Los grillos siguen cantando. Imagino que en un rato Julián y los demás se juntarán detrás de la torre de agua para fumar un último cigarrillo y hablar de lo que harán en la semana que queda antes de empezar las clases de manera oficial. El engominado no se mueve. Supongo que no sabe que estoy acá. ¿Se quedará mucho tiempo más? Me gustaría estar solo. Bueno, solo es una forma de decir. También me gustaría rezar. Me dispongo a hacerlo. Me arrodillo. Los bancos son acolchonados, preparados para largas horas de oración. Cierro los ojos. Cuando era chico un amigo de mis padres tenía un mono, o quizá una mona. Yo tendría unos dos años. Al mono lo tenía atado en un árbol y un día yo me acerqué demasiado. Tardaron más de cinco minutos en sacarme de sus manos, o eso es lo que dice mi mamá. Me dejó una cicatriz que con el tiempo se desdibujó. Me toco la frente. Quizá el mono del sueño y el mono de mis recuerdos son el mismo mono. Vuelvo a sentarme. Apoyo mis manos en el banco en el que estoy sentado pero antes toco algo. Agarro la Biblia, que no sé de quién es, y la abro en una página al azar, tirando al piso una estampita de Santa Teresita. Mis ojos se van sin dudarlo a una frase.

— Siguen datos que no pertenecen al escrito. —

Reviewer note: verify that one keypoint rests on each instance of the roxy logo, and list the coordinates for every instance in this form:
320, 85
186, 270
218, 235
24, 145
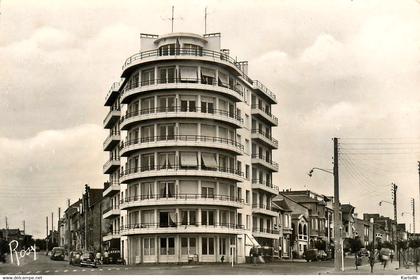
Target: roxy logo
13, 245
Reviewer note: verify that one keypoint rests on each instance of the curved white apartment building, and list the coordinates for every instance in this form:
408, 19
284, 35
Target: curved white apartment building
190, 166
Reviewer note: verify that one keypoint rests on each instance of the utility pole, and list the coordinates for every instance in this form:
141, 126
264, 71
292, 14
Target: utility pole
46, 239
395, 235
413, 206
337, 221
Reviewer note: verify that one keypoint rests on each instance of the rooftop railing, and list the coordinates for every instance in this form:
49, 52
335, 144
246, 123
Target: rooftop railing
273, 163
169, 167
182, 197
265, 135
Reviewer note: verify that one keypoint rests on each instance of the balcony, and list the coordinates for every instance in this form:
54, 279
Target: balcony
112, 117
265, 233
112, 189
112, 235
181, 199
156, 228
264, 138
130, 146
264, 115
230, 90
227, 117
267, 187
110, 213
112, 94
264, 210
111, 141
267, 163
180, 54
111, 165
268, 94
176, 170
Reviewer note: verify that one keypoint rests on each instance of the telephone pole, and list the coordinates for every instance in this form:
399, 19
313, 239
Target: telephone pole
413, 207
337, 221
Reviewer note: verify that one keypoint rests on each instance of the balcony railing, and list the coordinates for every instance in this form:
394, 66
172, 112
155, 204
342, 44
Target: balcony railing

¿De qué sirve ganar el mundo entero si se pierde la vida?

Alguien se acerca por detrás. Siento su aliento caliente en mi oído. Huele a chicle de menta y tabaco. Le digo que ya voy. Me inclino para agarrar la estampita y la pongo en la página en la que tengo abierta la Biblia. El engominado sigue sin moverse. Cuando me paro Julián pasa su brazo por encima de mi hombro y me acerca a él. Mañana voy a averiguar qué significa soñar con un mono.

cinco.

Me despierto con el ruido de la cortadora de pasto. Cuando voy a la cocina mi mamá está viendo televisión. Son las once. Agarro una manzana y voy al patio. Mi papá deja de cortar cuando me ve venir. Le pregunto si me puede llevar al centro. Mira el resto del patio, le queda más de la mitad. Suspira. Me dice que ya me lleva y prende de nuevo la máquina.

Papá estaciona en el cordón de la Parroquia. Me bajo y abro el baúl. Saco el bolso y cierro el baúl. Papá me mira.

¿Y eso?

No le respondo. No sé cómo hacerlo, no quiero hablar de esto con él otra vez. Creo que él se da cuenta, porque sólo dice

¿Cuándo te veo?

Presiono los labios y me encojo de hombros.

Bueno, cuidate. Cualquier cosa me llamás.